Scanning the array of greens, I was filled with joy and wonder, yet it never escaped me that something was missing. Where were the pronghorn? They should have fawns by now, and both adults and offspring would have glowed with deeply saturated golds and tans and whites. The land, in all its splendor, looked empty without them.
North of the Gros Ventre River crossing, as I slowed for the airport intersection (where people often seem to wait at the stop sign until you are almost there, then pull out in front of you), I saw a flash of movement not far off the roadside. Two pronghorn does nibbled on bitterbrush, their noses nearly touching, as if each sought reassurance that she was not the only one left. I whooped and waved (with window rolled up). Their coats were pale and seemed a bit shaggy compared to the usual healthy buckskin tan I would have expected, and I couldn’t help thinking it was because of the harsh winter they had endured.
But: they had made it.
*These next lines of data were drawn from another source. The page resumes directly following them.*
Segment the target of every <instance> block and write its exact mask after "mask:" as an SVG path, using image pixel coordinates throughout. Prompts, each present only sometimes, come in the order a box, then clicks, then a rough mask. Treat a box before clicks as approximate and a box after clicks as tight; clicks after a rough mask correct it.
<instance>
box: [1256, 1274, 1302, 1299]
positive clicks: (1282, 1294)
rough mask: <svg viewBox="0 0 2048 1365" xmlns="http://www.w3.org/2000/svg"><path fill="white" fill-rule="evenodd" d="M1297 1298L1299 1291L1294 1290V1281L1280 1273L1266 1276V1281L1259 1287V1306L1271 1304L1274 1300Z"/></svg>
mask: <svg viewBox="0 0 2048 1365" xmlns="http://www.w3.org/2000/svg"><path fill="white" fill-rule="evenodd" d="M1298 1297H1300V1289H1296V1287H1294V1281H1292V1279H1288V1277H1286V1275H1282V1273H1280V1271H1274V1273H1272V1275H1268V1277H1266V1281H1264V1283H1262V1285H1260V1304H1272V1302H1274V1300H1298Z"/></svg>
With their tails toward the road, I couldn’t assess whether either might be carrying a fawn, and with my need to pay attention to driving, it was impossible to tell if there might be a fawn hiding in the tall grass around them. But it gave me some hope that the Path of the Pronghorn would not be forgotten by future generations. It gave me hope that this creature, so adapted to, and emblematic of, the vast sagebrush steppe that is home, would not fade away.